What is the formula for weighted average payment terms? ›

Weighted Average Days Paid

This means that your customer pays an average of 30 days from the invoice date. The 25 days that were allowed plus the 5 extra days taken. Formula: (Sum (Date Paid - Invoice Date) x Amount Paid) / Total Payments.

What is a good average collection period? ›

Average collection period = (accounts receivable / sales) x number of days in a year. A shorter average collection period (60 days or less) is generally preferable and means a business has higher liquidity. Average collection period is also used to calculate another liquidity measure, the receivables turnover ratio.

What is the average days payable? ›

To calculate average days payable, take all outstanding payments over a given period and divide them by the total purchases made during the same time period.

What is the ISO standard for payments? ›

ISO 20022 provides a standard across payments and card services, defining message specifications for each message type. It transmits consistent, rich and structured data elements for every type of financial business transaction.

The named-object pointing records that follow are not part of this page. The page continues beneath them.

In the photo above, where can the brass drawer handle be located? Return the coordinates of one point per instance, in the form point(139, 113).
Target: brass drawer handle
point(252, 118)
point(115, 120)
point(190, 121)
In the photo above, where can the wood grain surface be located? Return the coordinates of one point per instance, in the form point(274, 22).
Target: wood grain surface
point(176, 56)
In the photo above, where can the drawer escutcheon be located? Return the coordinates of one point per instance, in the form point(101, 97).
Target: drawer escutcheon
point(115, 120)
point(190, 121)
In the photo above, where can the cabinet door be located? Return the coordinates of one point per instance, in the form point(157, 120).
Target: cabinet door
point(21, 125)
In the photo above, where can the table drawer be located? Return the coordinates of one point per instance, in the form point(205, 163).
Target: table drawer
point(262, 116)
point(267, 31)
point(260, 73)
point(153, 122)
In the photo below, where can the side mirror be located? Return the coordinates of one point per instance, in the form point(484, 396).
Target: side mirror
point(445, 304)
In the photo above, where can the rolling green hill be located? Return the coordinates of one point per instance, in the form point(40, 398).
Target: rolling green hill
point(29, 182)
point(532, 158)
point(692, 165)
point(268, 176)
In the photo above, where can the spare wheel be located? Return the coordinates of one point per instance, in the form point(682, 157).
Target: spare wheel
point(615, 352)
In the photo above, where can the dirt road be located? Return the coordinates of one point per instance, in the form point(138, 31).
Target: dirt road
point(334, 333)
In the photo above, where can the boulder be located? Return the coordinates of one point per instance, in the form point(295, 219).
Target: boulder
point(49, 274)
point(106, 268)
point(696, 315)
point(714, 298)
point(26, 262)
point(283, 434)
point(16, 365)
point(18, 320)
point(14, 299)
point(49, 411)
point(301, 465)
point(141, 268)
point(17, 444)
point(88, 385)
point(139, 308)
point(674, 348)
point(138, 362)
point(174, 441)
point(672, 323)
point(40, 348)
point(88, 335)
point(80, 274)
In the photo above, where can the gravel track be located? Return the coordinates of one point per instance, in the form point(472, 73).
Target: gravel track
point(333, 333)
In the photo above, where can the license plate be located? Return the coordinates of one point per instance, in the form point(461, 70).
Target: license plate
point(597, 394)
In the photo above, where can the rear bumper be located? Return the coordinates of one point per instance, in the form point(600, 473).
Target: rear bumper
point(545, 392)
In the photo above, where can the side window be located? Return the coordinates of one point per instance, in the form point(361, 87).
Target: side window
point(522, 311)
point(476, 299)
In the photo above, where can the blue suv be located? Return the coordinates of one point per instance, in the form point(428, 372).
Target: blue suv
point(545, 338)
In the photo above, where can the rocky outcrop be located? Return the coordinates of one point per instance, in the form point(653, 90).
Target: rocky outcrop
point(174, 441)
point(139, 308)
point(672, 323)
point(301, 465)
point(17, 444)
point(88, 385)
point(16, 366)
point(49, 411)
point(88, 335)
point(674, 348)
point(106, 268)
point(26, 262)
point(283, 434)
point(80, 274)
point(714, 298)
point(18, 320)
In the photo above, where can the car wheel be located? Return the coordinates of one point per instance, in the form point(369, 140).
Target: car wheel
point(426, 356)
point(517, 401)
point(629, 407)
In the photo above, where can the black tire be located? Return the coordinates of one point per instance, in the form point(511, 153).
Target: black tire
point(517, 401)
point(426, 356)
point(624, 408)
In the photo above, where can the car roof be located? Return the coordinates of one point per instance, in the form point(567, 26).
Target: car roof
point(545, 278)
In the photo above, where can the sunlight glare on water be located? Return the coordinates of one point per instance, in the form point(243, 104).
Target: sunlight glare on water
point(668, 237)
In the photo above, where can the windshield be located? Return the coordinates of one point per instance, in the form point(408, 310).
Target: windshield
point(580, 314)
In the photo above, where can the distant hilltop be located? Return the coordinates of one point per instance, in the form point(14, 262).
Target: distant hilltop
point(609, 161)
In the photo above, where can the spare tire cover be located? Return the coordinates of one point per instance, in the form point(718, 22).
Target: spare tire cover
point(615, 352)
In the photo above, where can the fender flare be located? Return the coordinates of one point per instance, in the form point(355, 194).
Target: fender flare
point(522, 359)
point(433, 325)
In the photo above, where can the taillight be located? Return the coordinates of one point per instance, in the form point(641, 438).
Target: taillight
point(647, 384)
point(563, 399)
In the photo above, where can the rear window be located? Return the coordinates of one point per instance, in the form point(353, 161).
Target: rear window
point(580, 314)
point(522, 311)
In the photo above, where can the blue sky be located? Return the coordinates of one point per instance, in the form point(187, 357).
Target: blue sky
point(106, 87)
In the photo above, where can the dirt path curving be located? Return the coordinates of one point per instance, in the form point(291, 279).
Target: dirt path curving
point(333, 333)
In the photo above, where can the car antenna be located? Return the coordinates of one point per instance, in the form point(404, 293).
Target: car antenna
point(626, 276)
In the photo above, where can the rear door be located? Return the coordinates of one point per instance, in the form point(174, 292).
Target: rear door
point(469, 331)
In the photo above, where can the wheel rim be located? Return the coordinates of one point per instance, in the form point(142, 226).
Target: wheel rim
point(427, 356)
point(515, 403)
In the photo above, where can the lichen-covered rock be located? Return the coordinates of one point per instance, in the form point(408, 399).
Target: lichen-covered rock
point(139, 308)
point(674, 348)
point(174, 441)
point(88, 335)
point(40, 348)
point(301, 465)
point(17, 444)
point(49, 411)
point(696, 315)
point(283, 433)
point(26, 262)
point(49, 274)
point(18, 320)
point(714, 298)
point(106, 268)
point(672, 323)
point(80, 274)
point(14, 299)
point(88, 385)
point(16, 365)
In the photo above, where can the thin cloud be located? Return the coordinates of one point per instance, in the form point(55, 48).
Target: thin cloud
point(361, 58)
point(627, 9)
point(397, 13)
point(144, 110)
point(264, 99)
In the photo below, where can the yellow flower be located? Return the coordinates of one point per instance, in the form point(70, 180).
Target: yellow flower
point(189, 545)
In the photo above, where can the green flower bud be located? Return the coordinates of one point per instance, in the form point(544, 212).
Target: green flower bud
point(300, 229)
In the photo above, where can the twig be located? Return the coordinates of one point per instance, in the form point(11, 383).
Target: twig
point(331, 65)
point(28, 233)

What is an acceptable form of payment? ›

A payment can be made in the form of cash, check, wire transfer, credit card, or debit card.

What is the normal payment system? ›

These methods include cash, credit / debit cards, bank transfers, mobile payments and digital wallets. They serve as the bridge between consumers and businesses, facilitating the exchange of money. They offer various features and security measures to suit individual preferences and situations.

What is a reasonable payment? ›

Reasonable payment means, with respect to professional and other technical services, a payment in an amount that is consistent with the amount normally paid for such services in the private sector.